Looking back, we can say that we tried too long a step beyond interventions proven to work. We can try to unpack that long step into a few smaller pieces. First, our trial included the broad population of people at increased risk (where most suicide attempts occur) rather than the much smaller population of people at highest risk (where previous interventions had been tested). Second, we emphasized outreach to people who were not seeking additional help rather than limiting to volunteers who agreed in advance to accept the extra services we were offering. Third, we tested low-intensity interventions, delivered primarily by online messaging rather than more personal and intensive interventions delivered by telephone or face-to-face.
We could have started by separately testing each of those smaller steps rather than trying to cross the creek all at once. But any smaller trial testing one of those small steps would have taken two or three years. Testing one smaller step after another would have taken even longer. Given rising suicide mortality rates throughout the 2010s, we chose not to wait several years before trying a large step. We believed the programs we tested were close enough to the solid ground of proven interventions, and we certainly hoped they would expand the reach of effective prevention.
Regardless of the time required, it may not have been helpful to divide that big step into smaller pieces. We could have limited the trial to people at highest risk, but then we would not have studied low-intensity online interventions. We could have limited the trial to people who agreed in advance to accept extra services, but then we would not have studied outreach interventions.

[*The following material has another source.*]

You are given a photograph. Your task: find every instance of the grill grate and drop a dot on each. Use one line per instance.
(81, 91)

After we published our findings, we did hear questions and suggestions about each piece of the big step we tried: Why not focus on those at highest risk? Why not test more intense or robust interventions? Why include people who were not interested in the treatments you were offering? But if we’d done all of those things, we would have just replicated research that was already done – and ended up right back where we started. Back in 2015, we already knew that traditional clinical interventions, like Dialectical Behavior Therapy, could decrease risk in treatment-seeking people with recent self-harm or hospitalization. Replicating that evidence would not inform population-based prevention programs for the broader population of people at increased risk.
We are certainly not giving up on the idea of population-based programs to prevent suicidal behavior. So we’re thinking about ways to try smaller steps. Rather than small steps, we may need to look for a completely new place to get across the creek. Our suggestion box is open.
Greg Simon
What a great post, Greg, and all the more because it is so rare for an investigator to be so open and frank about something that didn’t work as hoped. As an editor who sees lots of submissions, the much more usual conclusion to a study with minimal or mixed results is to recommend that it be widely implemented and added to the med school curriculum.
Agreed. This is excellent and we learn so much still from this.
Thanks for sharing this experience. I’m curious if your team has shared these results with patient/family member survivors of suicide or individuals currently identified as at risk? I wonder how they would interpret the results and your decision of going long instead of short.
Also were patient/family member survivors of suicide or individuals then identified as at risk involved in the study design/decisions? If not, I wonder how their insight might have informed the decision on going the long step vs shorter steps.
As a Patient Advisor for Kaiser Permanente’s Behavioral Health Council, I certainly don’t profess to have knowledge about mental illness beyond a lay person. I did find a recent article in the LA Times (May 15, 2022) to be interesting: “Expert tells us where we’ve erred with mental illness”. It starts with this statement, “The history of mental illness- and its treatment- is not for the faint of heart.” Professor Andrew Scull, a professor at UC San Diego is quoted as saying, “we need to be cautious and properly skeptical when we hear of the latest claims of major breakthroughs in this field…there have been far too many false dawns.” The piece concludes with, “It is nonetheless a riddle we must continue to strive to solve.” Thank goodness for the MHRN and other organizations that are willing to try.